Luego le tocó el turno al manicomio. Ahí no sabía dónde escoger. Separación de sexos. El doctor Andújar lo condujo de un lado para otro con una familiaridad y una ternura que a Ángel le cortaron la respiración. "Yo amo a esta gente, comprendes, Ángel? Son almas de Dios". Qué almas, voto al diablo! Si Dios no podía crearlas mejores, que abdicara de su trono; y si podía y no lo hacía, Ángel hubiera querido llamarse Arcángel y protestar.

Algunos locos se encandilaban al ver la máquina fotográfica. "Eh, eh, aquí estoy!". Otros se indignaban, soltando espumarajos de rabia por las comisuras de los labios. Querían abalanzarse sobre él. Uno de ellos creía ser el Sol. Hinchaba el tórax y soplaba fuerte, convencido de que con este acto insuflaba vida a los demás. Otro estaba seguro de oír continuamente radio Moscú. Había sido comunista y sabía que ahora Moscú pasaba por un trance difícil. Da, Da…, decía, como los divisionarios al llegar a Novgorod. Ángel le sacó un primer plano de la oreja que tenía pegada a la pared. Una mujer, en un rincón del patio, llevaba en la falda piedrecítas del río Ter y las ofrecía como si fueran cajitas de cerillas.

Al terminar, el doctor Andújar le preguntó a su invitado:

– Qué siente usted, amigo Ángel, ante este espectáculo?

– Asco, doctor, y perdone mi sinceridad… -contestó el arquitecto-. Por eso no quiero casarme. Por eso no quiero tener hijos, para no perpetuar ese absurdo que es vivir.

– Le comprendo… Yo también caí en esa tentación. Hasta que descubrí que eran seres humanos a los que se podía amar.

– Amar? A ese techo no llegaré jamás.

María Fernanda se impresionó hondamente al ver las fotografías de los ancianos y de los locos. Era muy aprensiva. A veces temía morir pronto y concretamente de cáncer, enfermedad que se llevó a su padre. El camarada Montaraz parecía vacunado contra tales sentimentalismos. Su comentario fue: "Hay que limpiar a fondo los edificios y celdas del asilo y del manicomio". En ocasiones, Ángel creía que su padre se había creado un mundo irreal. De ahí que en Albacete hiciera de las suyas, como esperaba que hiciera en Gerona. Entre otras cosas, mandó a Madrid diversas expediciones de "productores" para que subieran a un avión, un Junker 52, "y conocieran la hermosa topografía de España".

Por lo demás, el objetivo de Ángel era independizarse cuanto antes y no vivir de balde. A petición suya, mosén Alberto le llevó a lo más alto del campanario de la catedral, desde donde volvió a contemplar la explanada hasta Rocacorba y repitió: "Aquí hay mucho que hacer".

En el café Nacional decían: "Y cuándo vendrá ese muchacho por aquí a jugar una partida de ajedrez a ciegas?". Ángel no se hizo esperar.
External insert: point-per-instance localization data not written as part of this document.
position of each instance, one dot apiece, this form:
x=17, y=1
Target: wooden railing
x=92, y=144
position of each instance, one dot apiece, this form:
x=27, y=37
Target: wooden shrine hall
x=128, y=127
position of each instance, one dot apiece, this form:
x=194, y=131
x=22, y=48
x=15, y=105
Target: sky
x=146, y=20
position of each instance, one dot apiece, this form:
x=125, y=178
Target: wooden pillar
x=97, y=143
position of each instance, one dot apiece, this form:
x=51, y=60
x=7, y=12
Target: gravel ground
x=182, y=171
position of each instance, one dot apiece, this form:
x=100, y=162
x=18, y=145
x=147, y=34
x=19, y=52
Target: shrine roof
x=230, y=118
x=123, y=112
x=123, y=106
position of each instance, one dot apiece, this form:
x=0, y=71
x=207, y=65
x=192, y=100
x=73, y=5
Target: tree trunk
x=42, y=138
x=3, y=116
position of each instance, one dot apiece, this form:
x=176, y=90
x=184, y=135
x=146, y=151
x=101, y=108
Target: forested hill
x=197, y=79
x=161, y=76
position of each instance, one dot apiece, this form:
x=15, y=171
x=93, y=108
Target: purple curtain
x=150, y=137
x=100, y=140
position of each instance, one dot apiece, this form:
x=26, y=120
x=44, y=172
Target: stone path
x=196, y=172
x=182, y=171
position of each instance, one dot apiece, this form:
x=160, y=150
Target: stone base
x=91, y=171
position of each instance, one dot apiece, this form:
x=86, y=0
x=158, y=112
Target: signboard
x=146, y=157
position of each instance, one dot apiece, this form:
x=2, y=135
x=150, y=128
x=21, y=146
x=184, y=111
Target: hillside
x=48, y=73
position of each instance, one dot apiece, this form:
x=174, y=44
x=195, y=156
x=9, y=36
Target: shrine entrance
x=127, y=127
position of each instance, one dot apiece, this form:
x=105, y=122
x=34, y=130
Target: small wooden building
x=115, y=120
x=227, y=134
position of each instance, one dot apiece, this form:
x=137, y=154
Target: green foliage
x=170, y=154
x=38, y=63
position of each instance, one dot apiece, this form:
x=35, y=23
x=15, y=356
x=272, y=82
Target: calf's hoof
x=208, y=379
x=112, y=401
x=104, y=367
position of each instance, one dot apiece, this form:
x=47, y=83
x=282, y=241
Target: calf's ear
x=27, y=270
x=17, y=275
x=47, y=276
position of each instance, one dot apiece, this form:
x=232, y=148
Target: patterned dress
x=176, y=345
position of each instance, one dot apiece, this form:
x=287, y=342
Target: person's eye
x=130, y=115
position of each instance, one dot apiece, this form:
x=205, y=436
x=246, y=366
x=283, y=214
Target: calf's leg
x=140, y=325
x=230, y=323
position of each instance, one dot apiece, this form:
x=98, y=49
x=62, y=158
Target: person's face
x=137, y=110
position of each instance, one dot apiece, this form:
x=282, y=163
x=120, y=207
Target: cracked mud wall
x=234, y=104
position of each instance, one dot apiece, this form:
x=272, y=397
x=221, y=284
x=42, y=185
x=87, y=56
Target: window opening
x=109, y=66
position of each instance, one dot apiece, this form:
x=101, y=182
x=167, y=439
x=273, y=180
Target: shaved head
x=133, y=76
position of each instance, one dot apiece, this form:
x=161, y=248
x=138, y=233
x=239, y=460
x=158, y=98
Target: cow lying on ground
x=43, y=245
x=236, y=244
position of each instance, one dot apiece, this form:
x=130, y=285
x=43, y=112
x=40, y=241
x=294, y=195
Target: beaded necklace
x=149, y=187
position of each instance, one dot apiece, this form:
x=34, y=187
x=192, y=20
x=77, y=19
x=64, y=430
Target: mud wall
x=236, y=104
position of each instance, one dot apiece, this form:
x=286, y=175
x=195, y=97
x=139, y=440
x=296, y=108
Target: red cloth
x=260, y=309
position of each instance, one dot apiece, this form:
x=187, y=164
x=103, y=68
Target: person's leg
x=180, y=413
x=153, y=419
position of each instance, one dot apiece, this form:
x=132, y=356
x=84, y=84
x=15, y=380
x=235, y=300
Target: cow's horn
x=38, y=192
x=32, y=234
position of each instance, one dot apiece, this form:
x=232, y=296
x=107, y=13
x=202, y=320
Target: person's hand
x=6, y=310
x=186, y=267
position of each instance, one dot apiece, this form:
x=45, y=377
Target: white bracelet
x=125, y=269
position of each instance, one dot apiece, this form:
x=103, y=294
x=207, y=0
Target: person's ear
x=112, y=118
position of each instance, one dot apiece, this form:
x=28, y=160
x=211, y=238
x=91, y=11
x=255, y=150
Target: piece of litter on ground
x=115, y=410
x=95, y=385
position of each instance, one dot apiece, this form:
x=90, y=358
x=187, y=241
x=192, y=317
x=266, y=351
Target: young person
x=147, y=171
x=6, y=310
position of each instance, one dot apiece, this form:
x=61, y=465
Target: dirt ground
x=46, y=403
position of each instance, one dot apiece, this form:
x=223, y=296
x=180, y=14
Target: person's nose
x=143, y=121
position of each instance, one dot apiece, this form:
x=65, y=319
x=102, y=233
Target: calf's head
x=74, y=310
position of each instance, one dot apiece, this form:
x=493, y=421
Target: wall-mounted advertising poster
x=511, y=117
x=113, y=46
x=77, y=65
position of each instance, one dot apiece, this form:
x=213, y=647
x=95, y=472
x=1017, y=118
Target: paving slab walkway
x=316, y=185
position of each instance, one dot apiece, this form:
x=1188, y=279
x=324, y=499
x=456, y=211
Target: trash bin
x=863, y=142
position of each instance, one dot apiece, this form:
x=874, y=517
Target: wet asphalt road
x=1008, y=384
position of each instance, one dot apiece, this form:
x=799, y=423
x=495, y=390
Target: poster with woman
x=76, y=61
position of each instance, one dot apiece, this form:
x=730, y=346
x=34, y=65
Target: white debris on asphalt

Se plantó allí una noche -había empezado la batalla de Stalingrado-, e hizo la exhibición. De espaldas al tablero, dio jaque mate, en treinta y siete jugadas, al canario Carlos Grote, campeón local. Ramón, el camarero, disfrutó como si le hubieran pagado un viaje a Australia. Se oyó una cerrada ovación. Matías comentó: "A eso lo llamo yo tener el cerebro organizado".